Je me souviens de la première fois que je l'ai vu, grand et incroyablement beau dans un costume sombre, sa présence dominant toute la pièce. J'étais tombée amoureuse de lui sur-le-champ, un secret que j'ai gardé enfermé pendant des années.

Quand le mariage a été proposé, j'ai cru que c'était un rêve devenu réalité. Une chance.

Le rêve s'est brisé le soir de nos noces. Il n'est pas venu dans notre lit. Je l'ai trouvé dans son bureau, fixant une photographie. Une photo de ma sœur adoptive, June.

« C'est pour elle », m'avait-il dit, sa voix glaciale. « Tout ce que je vais te faire subir, à toi et à ta famille, c'est pour elle. Vous l'avez chassée. Maintenant, vous allez payer. »

Je n'avais pas compris à l'époque. Je ne connaissais pas le tissu de mensonges que June avait tissé. Je ne connaissais que la douleur. Il ramenait des femmes à la maison. Il annulait nos projets pour un dîner « plus important », et le lendemain, je voyais des photos de lui avec une starlette en ligne. Il m'a systématiquement, méthodiquement, détruite.

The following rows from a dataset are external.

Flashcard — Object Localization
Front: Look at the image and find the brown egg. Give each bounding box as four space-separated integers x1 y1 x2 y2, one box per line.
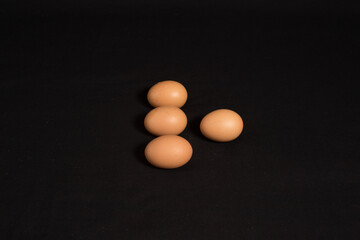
147 80 187 108
145 135 193 169
200 109 244 142
144 107 187 136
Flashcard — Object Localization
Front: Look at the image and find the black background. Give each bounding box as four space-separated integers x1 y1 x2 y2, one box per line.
0 0 360 240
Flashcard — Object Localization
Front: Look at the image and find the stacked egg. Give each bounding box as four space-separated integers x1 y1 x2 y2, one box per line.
144 80 193 169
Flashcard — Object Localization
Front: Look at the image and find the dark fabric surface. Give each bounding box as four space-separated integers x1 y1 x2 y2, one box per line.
0 1 360 240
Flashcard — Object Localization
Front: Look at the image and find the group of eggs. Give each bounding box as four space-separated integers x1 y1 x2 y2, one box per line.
144 80 244 169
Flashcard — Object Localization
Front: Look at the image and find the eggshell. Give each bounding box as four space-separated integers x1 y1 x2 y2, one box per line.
144 107 187 136
147 80 188 108
200 109 244 142
145 135 193 169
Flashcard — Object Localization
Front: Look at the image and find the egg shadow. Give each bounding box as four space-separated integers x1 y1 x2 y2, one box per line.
133 142 155 168
137 88 151 107
132 88 154 168
188 116 213 142
133 113 152 136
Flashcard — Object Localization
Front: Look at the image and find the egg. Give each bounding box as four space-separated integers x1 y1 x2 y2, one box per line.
200 109 244 142
147 80 188 108
144 106 187 136
145 135 193 169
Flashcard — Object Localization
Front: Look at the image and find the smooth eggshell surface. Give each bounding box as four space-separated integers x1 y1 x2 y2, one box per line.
147 80 188 108
145 135 193 169
200 109 244 142
144 107 187 136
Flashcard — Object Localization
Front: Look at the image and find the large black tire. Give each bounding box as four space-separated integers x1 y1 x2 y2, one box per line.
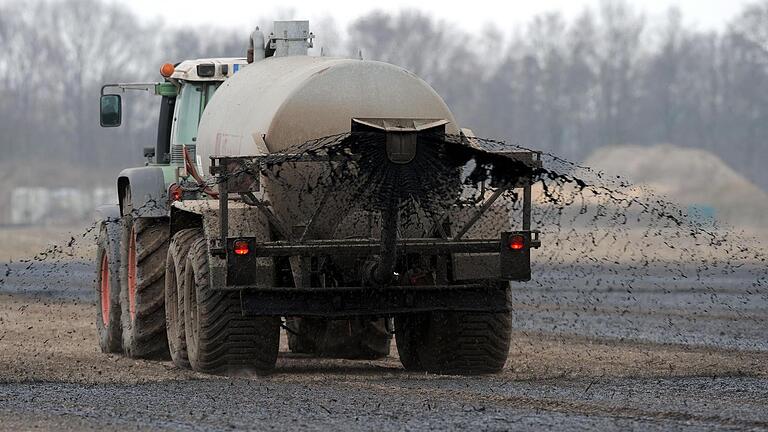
287 318 392 360
120 197 169 360
184 235 280 374
95 221 123 353
165 228 202 369
395 312 512 375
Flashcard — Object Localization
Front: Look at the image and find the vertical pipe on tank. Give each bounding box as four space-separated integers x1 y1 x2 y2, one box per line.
248 26 266 63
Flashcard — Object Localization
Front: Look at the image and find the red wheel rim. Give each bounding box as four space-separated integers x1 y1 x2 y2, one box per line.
128 227 136 321
101 251 109 326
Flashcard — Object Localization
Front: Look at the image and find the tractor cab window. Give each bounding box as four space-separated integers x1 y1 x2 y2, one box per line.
173 82 221 144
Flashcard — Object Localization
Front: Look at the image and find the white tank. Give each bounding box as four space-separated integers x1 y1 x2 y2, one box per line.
197 56 459 237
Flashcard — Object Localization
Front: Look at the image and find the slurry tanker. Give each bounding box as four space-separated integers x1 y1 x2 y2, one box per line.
95 21 541 374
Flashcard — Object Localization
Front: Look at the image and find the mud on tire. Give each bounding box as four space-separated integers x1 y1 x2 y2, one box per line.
184 236 280 374
120 214 169 359
95 221 123 353
165 228 202 369
395 312 512 375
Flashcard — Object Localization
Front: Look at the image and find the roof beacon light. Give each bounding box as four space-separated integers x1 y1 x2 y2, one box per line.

Pendant cinq ans, j'ai enduré. Je me disais que mon amour pourrait le changer. Je me disais qu'il verrait la vérité un jour. Chaque fois qu'il me blessait, je me réfugiais dans ma salle de bain et je faisais glisser un coupe-papier en argent sur mon bras, pas assez profondément pour laisser une cicatrice permanente, mais juste assez pour que la douleur physique éclipse l'agonie émotionnelle. Un registre silencieux de sa cruauté.

Je m'étais fixé une limite. Cent actes de cruauté. Cent fois où il pourrait me briser le cœur avant que je ne lâche prise. C'était la quatre-vingt-dix-neuvième.

Il s'est levé du lit, enfilant sa chemise. Il est passé devant l'autre femme comme si elle n'existait pas et s'est arrêté devant moi. Il a baissé les yeux sur la griffure sur ma joue, son expression indéchiffrable.

« Elle est de retour », a-t-il dit à voix basse.

Je savais de qui il parlait. June. La musicienne indie populaire, la victime charismatique. Ma sœur sociopathe.

Il a sorti un document plié de la poche de sa veste. Il me l'a mis dans la main. « J'ai déjà signé. »

C'était un accord de divorce.

Il voulait le divorce. Il avait toujours prévu d'y mettre fin dès le retour de son grand amour.

« Ne quitte pas Paris », a-t-il ordonné, son ton ne laissant aucune place à la discussion. « June donne un concert de bienvenue. Il y a des rumeurs qui circulent, et j'ai besoin que tu joues l'épouse dévouée encore un peu. Pour les faire taire. »

Mon téléphone a vibré dans ma main. Un SMS. D'un numéro que je ne reconnaissais pas, mais je savais de qui il venait.

*Ma sœur, je suis de retour. Je t'ai manqué ? J'ai entendu dire qu'Alexandre se débarrasse enfin de toi. À bientôt.*

Mon cœur, que je croyais changé en pierre, a ressenti un dernier coup, dévastateur. Il ne divorçait pas parce que je le voulais. Il divorçait pour elle.

J'ai baissé les yeux sur les papiers dans ma main. Puis je l'ai regardé, les yeux clairs et secs.

Je me suis dirigée vers le bureau de la chambre d'hôtel, j'ai pris un stylo et j'ai signé.

Éléonore Chevalier. Bientôt ex-Madame Dubois.

La quatre-vingt-dix-neuvième fois était la dernière fois qu'il me ferait ça.